RIP: Calvin Hunt and E.J. Corrigan of Alvin Ailey American Dance Theater

Two revered members of Alvin Ailey American Dance Theater’s production staff die during a West Coast tour

Calvin Hunt (right) of Alvin Ailey American Dance Theater with Masazumi Chaya and Oprah Winfrey at Ailey’s 50th Anniversary Gala

Calvin Hunt (right) of Alvin Ailey American Dance Theater with Masazumi Chaya and Oprah Winfrey at Ailey’s 50th Anniversary Gala Photograph: Colin Williams

It is with profound sadness that we report the deaths of two integral members of the production team at Alvin Ailey American Dance Theater. On Sunday afternoon, Calvin Hunt, Ailey’s beloved senior director of performance and production, passed out while on tour with the company in California. Paramedics were unable to resuscitate him; the cause of death is believed to be a heart attack. He was 59. It gets even more harrowing: On the previous Sunday, E.J. (Edward James) Corrigan, the company’s technical director and Hunt’s good friend, died suddenly of what an autopsy revealed to be a rare brain aneurysm. He was 54.

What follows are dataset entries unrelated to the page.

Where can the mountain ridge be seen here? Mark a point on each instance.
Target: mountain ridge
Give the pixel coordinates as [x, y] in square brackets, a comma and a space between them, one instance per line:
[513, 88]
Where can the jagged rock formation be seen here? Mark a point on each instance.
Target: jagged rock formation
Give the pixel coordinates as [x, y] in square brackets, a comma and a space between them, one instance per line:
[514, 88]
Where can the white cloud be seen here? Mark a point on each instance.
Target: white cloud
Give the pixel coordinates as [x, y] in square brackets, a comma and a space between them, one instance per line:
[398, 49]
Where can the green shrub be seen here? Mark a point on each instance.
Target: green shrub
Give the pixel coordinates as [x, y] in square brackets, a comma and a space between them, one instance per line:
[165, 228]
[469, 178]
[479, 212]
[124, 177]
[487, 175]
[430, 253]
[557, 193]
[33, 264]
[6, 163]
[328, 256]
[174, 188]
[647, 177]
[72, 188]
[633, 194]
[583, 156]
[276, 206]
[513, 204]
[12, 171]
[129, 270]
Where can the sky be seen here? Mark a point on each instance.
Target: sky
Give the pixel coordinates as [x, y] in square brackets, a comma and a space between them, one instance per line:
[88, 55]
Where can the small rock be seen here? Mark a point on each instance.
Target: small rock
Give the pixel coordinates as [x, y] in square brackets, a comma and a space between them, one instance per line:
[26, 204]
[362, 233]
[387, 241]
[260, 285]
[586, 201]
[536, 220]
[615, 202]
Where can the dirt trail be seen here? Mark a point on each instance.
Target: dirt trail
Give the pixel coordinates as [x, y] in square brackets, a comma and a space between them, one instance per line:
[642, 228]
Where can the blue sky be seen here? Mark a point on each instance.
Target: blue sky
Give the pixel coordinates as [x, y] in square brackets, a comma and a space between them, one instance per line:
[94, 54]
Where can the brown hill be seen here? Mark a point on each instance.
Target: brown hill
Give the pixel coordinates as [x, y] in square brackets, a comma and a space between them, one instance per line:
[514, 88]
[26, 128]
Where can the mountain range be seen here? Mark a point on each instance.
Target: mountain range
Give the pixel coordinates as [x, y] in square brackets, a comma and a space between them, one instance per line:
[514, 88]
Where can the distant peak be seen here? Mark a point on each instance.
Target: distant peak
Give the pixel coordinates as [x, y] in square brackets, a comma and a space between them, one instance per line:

Hunt, a track-and-field star in high school, discovered ballet while recovering from knee surgery. In a 2011 interview in The Olympian, he said, “I had been an athlete my whole life, and this was the hardest thing I’d ever done. It turned into this passion.” He graduated from North Carolina School of the Arts and moved to New York to pursue dancing, but eventually switched his focus to backstage. Hunt began his career as the stage manager for the Dance Theatre of Harlem; at Alvin Ailey’s invitation, he joined the Ailey company’s production staff where—over the next three decades—he became a crucial part of the troupe, working closely with Judith Jamison, Ailey’s former artistic director, and Robert Battle, currently at the helm.

Hunt dealt with presenters and choreographers, and oversaw arrangements for the dancers and crew. He brought many into the company, including Corrigan, who was hired in 1988. Dance companies, even ones as big as Ailey, are like families: The reason you like what you see onstage has much to do with what happens behind the curtain. Jamison, through a company spokesperson, said, “The Ailey company has lost a great champion.” The company is planning memorial celebrations this spring.